A small minority of affiliated “nots” may be found in a variety of nonreligious organizations that address a range of interests and sensibilities. The majority tends to affiliate on the basis of specific interests and social causes as concerned, rather than irreligious, citizens.  Both exhibit what I call “social skepticism”—preoccupation with the destructive power of uncritical group participation or blind group immersion.  This is not mere “individualism,” but rather, a conscious and deliberate effort to manage when, where, and to what extent they contribute their support to the power and activities of groups and institutions. While many affiliated “nots” tend to focus greater attention on the role of “religion” in fostering “blind group immersion” that can have destructive consequences, unaffiliated “nots” are often equally critical of ideological or doctrinal “group-think”—whether religious or irreligious.

I am finding that the “religious-secular” frame fails to capture and reflect the range of worldviews emerging in interviews.  Apart from thoroughgoing “atheists,” “freethinkers,” or “secular humanists,” among my interviewees have been:

•  a nonreligious skeptic who participates without belief with other women in “pagan-like” celebrations of life and nature for the “color and connectivity” they offer,

•  an intensely anti-religious atheist who engages in group Buddhist meditation and yoga as “therapy” (sans “transcendental beliefs”), and

•  a skeptical and scientific empiricist who uses samsara and karma “metaphorically” (without belief in their ontological reality) to frame and guide his approach to everyday life and ethical choices.

 

These are substantially and affirmatively non-transcendental people.

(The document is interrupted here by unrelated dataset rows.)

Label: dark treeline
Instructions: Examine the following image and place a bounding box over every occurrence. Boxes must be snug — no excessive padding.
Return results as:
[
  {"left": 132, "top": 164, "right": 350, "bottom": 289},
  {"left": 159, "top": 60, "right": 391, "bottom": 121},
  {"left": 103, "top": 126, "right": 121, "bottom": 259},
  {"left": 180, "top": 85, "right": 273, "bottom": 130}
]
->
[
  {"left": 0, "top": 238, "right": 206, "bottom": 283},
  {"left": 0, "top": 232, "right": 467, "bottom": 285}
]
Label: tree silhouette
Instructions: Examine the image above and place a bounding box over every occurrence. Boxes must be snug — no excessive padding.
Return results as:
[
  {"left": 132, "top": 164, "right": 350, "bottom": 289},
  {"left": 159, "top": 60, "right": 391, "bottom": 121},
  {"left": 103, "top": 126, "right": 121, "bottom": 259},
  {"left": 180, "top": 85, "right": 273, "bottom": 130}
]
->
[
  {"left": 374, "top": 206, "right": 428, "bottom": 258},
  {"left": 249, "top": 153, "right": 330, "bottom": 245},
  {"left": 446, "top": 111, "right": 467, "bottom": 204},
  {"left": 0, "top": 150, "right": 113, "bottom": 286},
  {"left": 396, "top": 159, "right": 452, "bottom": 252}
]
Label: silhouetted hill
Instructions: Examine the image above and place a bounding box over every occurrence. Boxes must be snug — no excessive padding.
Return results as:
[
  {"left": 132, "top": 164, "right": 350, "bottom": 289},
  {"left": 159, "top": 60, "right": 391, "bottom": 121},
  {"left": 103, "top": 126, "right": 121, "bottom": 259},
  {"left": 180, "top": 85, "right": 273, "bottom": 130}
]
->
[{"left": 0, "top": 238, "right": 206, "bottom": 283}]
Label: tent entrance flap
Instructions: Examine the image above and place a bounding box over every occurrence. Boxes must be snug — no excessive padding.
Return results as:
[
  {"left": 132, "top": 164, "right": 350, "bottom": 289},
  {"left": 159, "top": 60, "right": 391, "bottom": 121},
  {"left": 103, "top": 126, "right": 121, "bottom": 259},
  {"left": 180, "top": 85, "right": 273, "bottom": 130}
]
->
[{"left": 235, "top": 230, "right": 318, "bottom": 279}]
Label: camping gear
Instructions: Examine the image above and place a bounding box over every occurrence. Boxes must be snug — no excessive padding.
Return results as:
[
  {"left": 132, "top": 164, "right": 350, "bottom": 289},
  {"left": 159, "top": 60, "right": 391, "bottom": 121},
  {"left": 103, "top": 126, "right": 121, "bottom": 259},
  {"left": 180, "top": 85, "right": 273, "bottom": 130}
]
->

Too much information is lost when they are shunted, survey-wise, into “religious” or “non-religious,” “spiritual” or “secular.” Many struggle to articulate experiences of awe, “connection,” or “free-floating gratitude.”  But they are reluctant to do so in the language of “spiritual/ity” for fear of conveying supernatural or transcendental meanings. We are in need of a new and more nuanced vocabulary, both in the social sciences and the popular sphere, that better reflects the many ways human beings grapple with the basic questions and experience of human existence.  Upon closer inspection, it becomes clear that there is a much richer mosaic of approaches to existential and meta-physical wondering (and related behavior) than has been afforded by the religious-secular frame—even among the “nots.”